The colour came to her cheeks.

“I don’t know what you mean.”

“Why did you agree so readily? That rattles me rather,” he said. “You’re not the kind of girl to take the first man who came along. You’re quite different from the stout and sentimental Mabel and the highly-strung Letty. What pull has Narth?”

The question silenced her.

“He has a pull, hasn’t he? He said to you: ‘You’ve got to marry this queer bird or else I’ll’–-what?”

She shook her head, but he was insistent, and his keen grey eyes searched her face.

“I was ready to marry anything when I came along. But I didn’t expect—you!”

“Why were you ready to accept anything?” she challenged, and a faint smile showed in his eyes.

“That’s fair,” he admitted; “and now I’ll tell you. I loved old Joe; he saved my life twice. He was the dearest, most fantastical old romance-hound that ever lived, and was mad keen that I should marry one of his family. I didn’t know this until he told me he was dying—I didn’t believe him, but that crazy Dutch doctor from Canton confirmed the diagnosis. Joe said that he’d die happy if I’d carry on the line, as he called it, though God knows he has no particular representative of the line worth carrying on—with the exception of you,” he added hastily.

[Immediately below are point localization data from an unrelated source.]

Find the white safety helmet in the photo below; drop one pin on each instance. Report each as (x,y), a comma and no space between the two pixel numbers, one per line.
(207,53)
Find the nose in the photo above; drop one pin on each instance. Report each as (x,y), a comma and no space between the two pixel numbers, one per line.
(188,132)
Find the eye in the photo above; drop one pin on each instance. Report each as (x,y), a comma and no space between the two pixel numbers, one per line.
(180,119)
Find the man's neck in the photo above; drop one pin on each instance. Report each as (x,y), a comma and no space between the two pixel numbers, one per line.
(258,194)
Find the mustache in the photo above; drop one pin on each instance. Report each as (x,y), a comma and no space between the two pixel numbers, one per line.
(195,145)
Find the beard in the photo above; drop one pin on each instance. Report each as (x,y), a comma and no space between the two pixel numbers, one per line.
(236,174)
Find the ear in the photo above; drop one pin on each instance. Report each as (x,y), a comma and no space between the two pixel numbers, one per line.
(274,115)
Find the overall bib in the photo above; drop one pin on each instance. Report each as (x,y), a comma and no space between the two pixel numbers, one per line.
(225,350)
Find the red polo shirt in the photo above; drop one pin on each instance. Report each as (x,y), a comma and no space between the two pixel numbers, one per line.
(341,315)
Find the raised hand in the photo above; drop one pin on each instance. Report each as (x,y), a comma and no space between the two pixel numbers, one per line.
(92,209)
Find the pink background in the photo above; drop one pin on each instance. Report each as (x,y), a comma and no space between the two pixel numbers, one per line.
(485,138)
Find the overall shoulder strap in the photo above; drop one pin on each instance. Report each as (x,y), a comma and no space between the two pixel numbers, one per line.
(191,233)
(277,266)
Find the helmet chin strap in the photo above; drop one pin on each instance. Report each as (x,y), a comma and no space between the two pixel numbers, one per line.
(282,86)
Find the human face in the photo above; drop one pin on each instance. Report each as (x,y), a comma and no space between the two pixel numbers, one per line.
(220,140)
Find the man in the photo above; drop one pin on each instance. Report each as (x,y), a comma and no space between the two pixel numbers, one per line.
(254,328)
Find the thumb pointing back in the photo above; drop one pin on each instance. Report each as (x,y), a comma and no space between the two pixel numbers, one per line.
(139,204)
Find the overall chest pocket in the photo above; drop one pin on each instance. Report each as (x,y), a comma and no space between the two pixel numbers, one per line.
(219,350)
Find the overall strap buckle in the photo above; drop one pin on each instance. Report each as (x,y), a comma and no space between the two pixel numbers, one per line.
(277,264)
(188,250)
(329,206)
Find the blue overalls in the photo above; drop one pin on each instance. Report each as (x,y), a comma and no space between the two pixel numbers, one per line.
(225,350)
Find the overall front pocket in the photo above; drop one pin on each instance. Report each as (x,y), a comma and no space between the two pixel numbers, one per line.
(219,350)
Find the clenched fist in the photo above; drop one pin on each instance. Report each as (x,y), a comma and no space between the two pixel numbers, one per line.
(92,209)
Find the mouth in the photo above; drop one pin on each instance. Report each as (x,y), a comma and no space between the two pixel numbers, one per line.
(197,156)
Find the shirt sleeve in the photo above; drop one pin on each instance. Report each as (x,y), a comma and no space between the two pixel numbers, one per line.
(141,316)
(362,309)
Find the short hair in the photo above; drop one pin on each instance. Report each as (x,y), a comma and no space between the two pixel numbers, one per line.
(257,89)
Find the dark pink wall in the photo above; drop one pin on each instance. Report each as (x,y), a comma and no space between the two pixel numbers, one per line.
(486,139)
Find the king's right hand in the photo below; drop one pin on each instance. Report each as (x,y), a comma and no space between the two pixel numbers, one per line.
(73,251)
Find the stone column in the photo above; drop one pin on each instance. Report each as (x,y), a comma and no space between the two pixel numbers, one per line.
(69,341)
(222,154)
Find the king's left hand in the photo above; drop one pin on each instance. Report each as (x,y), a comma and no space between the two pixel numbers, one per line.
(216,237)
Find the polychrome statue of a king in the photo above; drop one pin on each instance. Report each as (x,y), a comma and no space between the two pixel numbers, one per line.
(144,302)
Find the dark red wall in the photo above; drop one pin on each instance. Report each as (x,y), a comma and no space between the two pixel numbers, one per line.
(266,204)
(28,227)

“And you promised?” she asked.

He nodded.

“And I wasn’t drunk when I promised! I’ve a horrible feeling that I’m sentimental too. He died in Canton—that’s where the cable came from. How like Joe to die in Canton!” he said bitterly. “He couldn’t even die normally on the Siang-kiang!”

She was shocked by his callousness.

“Then what do you expect me to do, now that I know you are only marrying me to keep a promise?” she asked.

“You can’t take advantage of my frankness and sneak out,” he said a little gruffly. “I saw old Joe’s will after I’d arrived in England, when it was too late to alter it. Your marriage before the end of the year makes a million pounds’ difference to Narth.”